Análise: Fábio Alves

O Estado de S.Paulo

13 de abril de 2013 | 02h06

As declarações do ministro da Fazenda, Guido Mantega, e do presidente do Banco Central, Alexandre Tombini, sacramentaram entre analistas e investidores a seguinte percepção: os juros sobem na reunião do Copom da semana que vem. Fica esclarecido, agora, o significado da palavra cautela, repetida exaustivamente nos últimos discursos de Tombini. Assim, "cautela" não está sendo interpretada quanto ao momento do aperto monetário, mas quanto ao seu ritmo.

A grande dúvida passa a ser, agora, se o Comitê de Política Monetária (Copom) elevará a taxa Selic em 0,25 ponto porcentual ou 0,5 ponto. Se o Banco Central surpreender o mercado na semana que vem, mantendo os juros estáveis em 7,25%, o prejuízo será muito grande para a credibilidade da política monetária conduzida pelo Banco Central.

Afinal, as palavras de Tombini, ontem, não poderiam ter soado mais claras em termos de sinalização de um aperto monetário iminente. "Não há nem haverá tolerância com a inflação", disse na 25.ª Reunião de Presidentes de Bancos Centrais da América do Sul, no Rio.

Antes disso, o que decretou a alta de juros na semana que vem, para o mercado, foi a seguinte frase do ministro Mantega: "Vamos tomar medidas, mesmo que não populares, como o ajuste na taxa de juros".

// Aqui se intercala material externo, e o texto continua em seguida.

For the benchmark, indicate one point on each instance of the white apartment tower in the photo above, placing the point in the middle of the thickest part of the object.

Tais declarações causaram uma grande surpresa no mercado, acentuando a escalada nas taxas dos contratos de juros mais curtos, que já era provocada, segundo comentários que circulam nas mesas de operação, pela desenfreada reversão de posição de um participante do mercado que vinha apostando na manutenção da Selic.

Alguns analistas, como por exemplo Tony Volpon, da Nomura Security, anteciparam sua aposta em uma alta de juros para abril. Volpon, agora, espera uma elevação da Selic de 0,5 ponto porcentual na semana que vem.

Um dos fatores que surpreenderam o mercado foi o momento da sinalização de Mantega e de Tombini. Sim, desde o almoço da presidente Dilma Rousseff com os economistas Delfim Netto, Luiz Gonzaga Belluzzo e Yoshiaki Nakano, na segunda-feira, o mercado vinha com a impressão de que a alta dos juros já havia sido aceita e autorizada pela presidente.

Mas o que alguns analistas e investidores ouvidos ontem ainda se perguntam é: o que mudou na cabeça da presidente nos últimos dias para que as declarações mais fortes e duras de Mantega e Tombini fossem feitas, sinalizando que o início do aperto monetário vai ocorrer na semana que vem e não na reunião do Copom, em maio?